本文迈出了通过纯强化学习（pure RL）提高模型推理能力的第一步。

我们的目标是探索大模型在没有任何监督数据的情况下 —— 单纯通过 RL 过程自我进化 —— 发展出推理能力的潜力。
具体来说，我们使用 DeepSeek-V3-Base 作为基础模型，采用 GRPO（Shao 等，2024）作为 RL 框架，来提高模型在推理方面的表现。
在训练过程中，DeepSeek-R1-Zero 自然地涌现出许多强大且有趣的推理行为。经过几千步的 RL 训练后， DeepSeek-R1-Zero 在推理基准测试中表现出色。例如，AIME 2024 的 pass@1 得分从 15.6% 提高到 71.0%，加上多数投票，得分进一步提高到 86.7%，与 OpenAI-o1-0912 表现相当。

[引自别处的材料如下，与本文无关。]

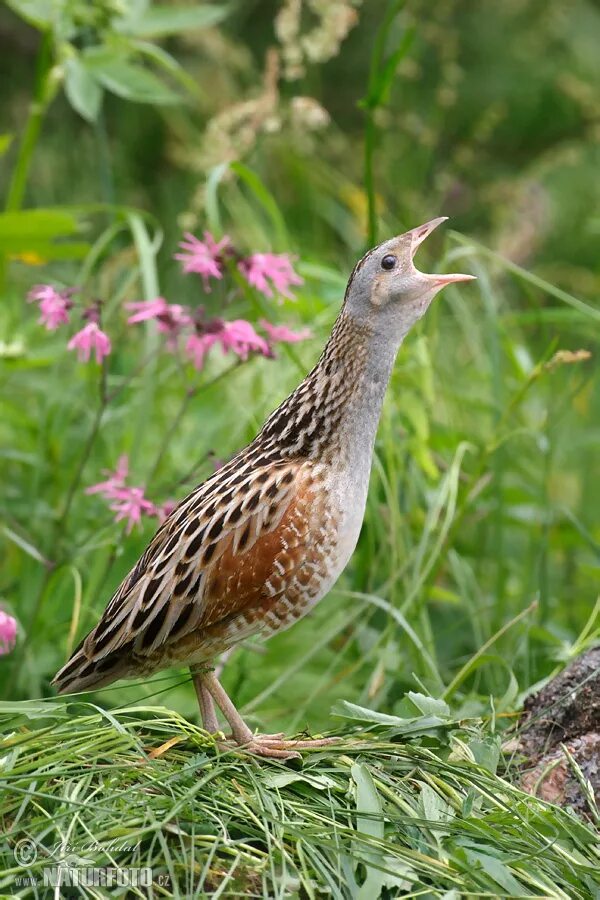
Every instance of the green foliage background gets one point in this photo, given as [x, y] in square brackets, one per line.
[485, 487]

然而，DeepSeek-R1-Zero 面临着诸如可读性差、语言混用等挑战。为了解决这些问题并进一步提升推理性能，我们引入了少量的冷启动数据和一个 multi-stage training pipeline，训练得到 DeepSeek-R1，其性能与 OpenAI-o1-1217 相当。

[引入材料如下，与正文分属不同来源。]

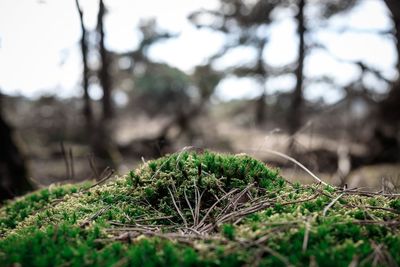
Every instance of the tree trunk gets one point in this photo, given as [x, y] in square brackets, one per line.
[13, 171]
[296, 109]
[102, 143]
[104, 74]
[87, 109]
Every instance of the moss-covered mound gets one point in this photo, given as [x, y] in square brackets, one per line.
[200, 209]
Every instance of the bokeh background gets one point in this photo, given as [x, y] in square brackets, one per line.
[91, 88]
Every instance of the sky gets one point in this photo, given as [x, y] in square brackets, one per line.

最后，我们还进一步探索了从 DeepSeek-R1 蒸馏较小的 dense models。例如，使用 Qwen2.5-32B（Qwen, 2024b）作为基础模型，两种思路：

直接在 Qwen-32B 上进行强化学习（RL），得到一个推理模型；
从 DeepSeek-R1 进行蒸馏（把 DeepSeek-R1 的知识“传授”给 Qwen2.5-32B），得到一个推理模型；

我们发现后者（蒸馏）的性能优于前者（直接 RL）。这表明尺寸更大的基础模型发现的推理模式对于提高推理能力至关重要。

我们开源了基于 Qwen/Llama（Dubey 等，2024）的蒸馏模型。值得注意的是，我们蒸馏出的 14B 模型在 AIME 2024 上的表现大幅超过了现有的开源模型 QwQ-32B-Preview（Qwen, 2024a），而蒸馏出的 32B 和 70B 模型在针对 dense models 的推理基准测试中创下了新纪录。

1.1 贡献

1.1.1 post-training：在基础模型上进行大规模强化学习

我们跳过监督微调（SFT）步骤，直接在基础模型（base model）上应用 RL。这会使模型去探索解决复杂问题时的思维链（CoT），用这种方式训练得到的就是 DeepSeek-R1-Zero。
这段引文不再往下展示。